David Bowie ACMI 475

I had a dream about meeting David Bowie the night he died. It was absolutely wonderful. I met him and he was kind and so appreciative of his fans. I have this dream often, where I meet my hero and he treats me like an old friend. I love this dream.

When I woke up, however, my phone was filled with texts and Facebook messages about his death. I thought it was a sick joke. I didn’t believe it. I typed “David Bowie” into Google and the first result that popped up was a BBC article titled “David Bowie dies of cancer aged 69.” I immediately fell to the ground.

It’s real. He’s gone.
My dream quickly transitioned into a nightmare.

To me, David Bowie’s death is like losing a family member. I have never met him, but I knew him. Bowie was the soundtrack to my life. When I walked down the aisle, he was there. He helped me push through my first marathon. He gave me inspiration whenever I sat down to write. I even named my dog after him. Bowie was with me during all my life’s milestones and on plain old boring days. In fact, there was hardly a day that went by where I didn’t hear his voice.

The shocking news landed a bit softly, thanks to his album – released three days before his death – Blackstar. Because of the timing of the two, I feel even closer to the man who has been my constant inspiration. He didn't have to do an album while he was sick, but he did it anyway. It was his last gift to his fans. A poignant, tragic and beautiful gift I will treasure forever.

Monday was never-ending. Memories of his influence popped up everywhere – ones I had long forgotten about. I remembered buying my first David Bowie CD and playing it so often that it was useless within a year’s time. When I had bass guitar lessons as a teenager, the music shop would often play Hunky Dory and I bonded with the receptionist over our mutual Bowie fandom. I remembered the Diamond Dogs reference my former boss made the day I brought home my dog. The day he died, a friend posted a YouTube link to “Five Years” and I immediately remembered crying over the song’s beautiful sadness during the David Bowie Is… exhibition.

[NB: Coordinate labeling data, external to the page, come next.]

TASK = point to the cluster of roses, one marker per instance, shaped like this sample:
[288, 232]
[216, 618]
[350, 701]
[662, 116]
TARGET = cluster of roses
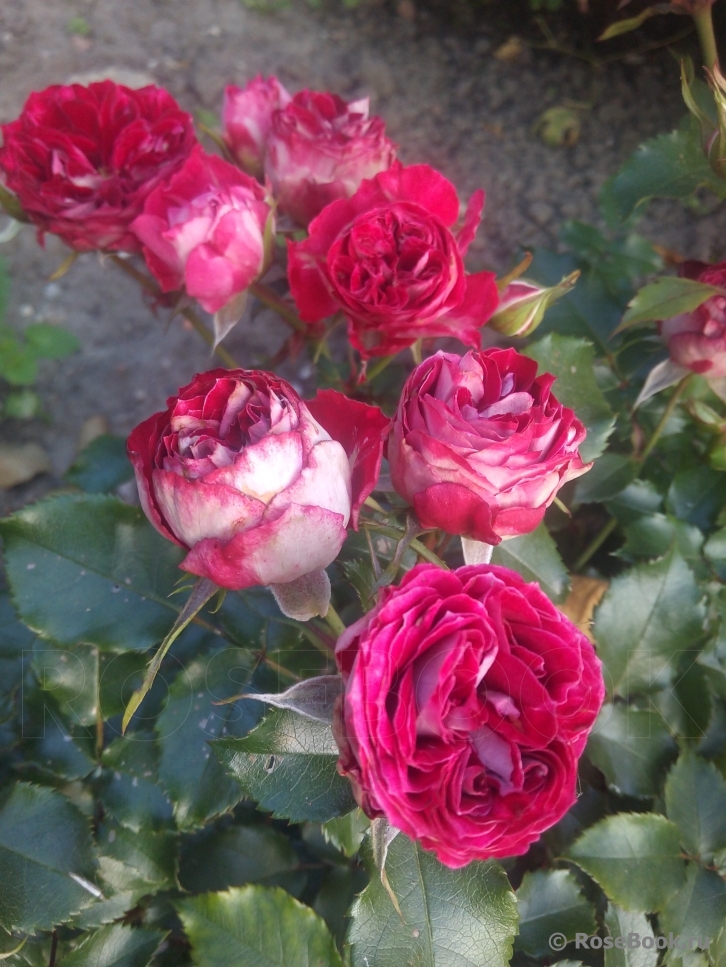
[468, 695]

I am just one of countless people who are mourning today. I am one of many who were able to better understand their place in the world, thanks to David Bowie. We are the weird kids who didn’t fit in, who didn’t conform, and quite honestly, who didn’t want to conform. David Bowie reassured us that it’s not just OK to be strange, but that the strange people have more fun.

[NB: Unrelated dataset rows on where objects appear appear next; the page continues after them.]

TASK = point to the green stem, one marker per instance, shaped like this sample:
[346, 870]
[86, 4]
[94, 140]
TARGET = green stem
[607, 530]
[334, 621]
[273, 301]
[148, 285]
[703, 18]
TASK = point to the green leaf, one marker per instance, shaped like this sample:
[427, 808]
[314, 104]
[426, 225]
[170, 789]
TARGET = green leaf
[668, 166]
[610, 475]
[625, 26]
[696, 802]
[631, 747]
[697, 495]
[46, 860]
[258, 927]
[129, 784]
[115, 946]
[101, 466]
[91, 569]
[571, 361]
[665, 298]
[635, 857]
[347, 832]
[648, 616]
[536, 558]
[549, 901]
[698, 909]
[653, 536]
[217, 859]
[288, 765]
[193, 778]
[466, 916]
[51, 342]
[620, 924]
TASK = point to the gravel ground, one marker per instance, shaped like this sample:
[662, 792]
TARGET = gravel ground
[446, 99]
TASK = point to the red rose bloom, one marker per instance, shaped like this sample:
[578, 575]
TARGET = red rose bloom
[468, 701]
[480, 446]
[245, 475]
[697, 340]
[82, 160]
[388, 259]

I was one of those strange kids growing up. I knew what I liked, and my interests were very different from what my peers liked. There were plenty of times I was called weird, that people made fun of what I liked or the way I dressed. But I had David Bowie. Discovering David Bowie was one of the key influences in accepting my strangeness and individuality. His persona and songs embraced the offbeat outcasts in this world. He helped me learn that it was OK to break from the norm and be the person I wanted to be – to be a “kook,” just like him.

“I don’t know where I’m going from here, but I know it won’t be boring.” - David Bowie

There’s a reason why this quote – from his 50th birthday at Madison Square Garden – went viral. His fans reveled in creativity and innovation. Bowie was our king, and we wanted to follow him on his adventure through life. As we followed him, he lived up to his promise, watching his life was never boring. Everything he did was exciting and special.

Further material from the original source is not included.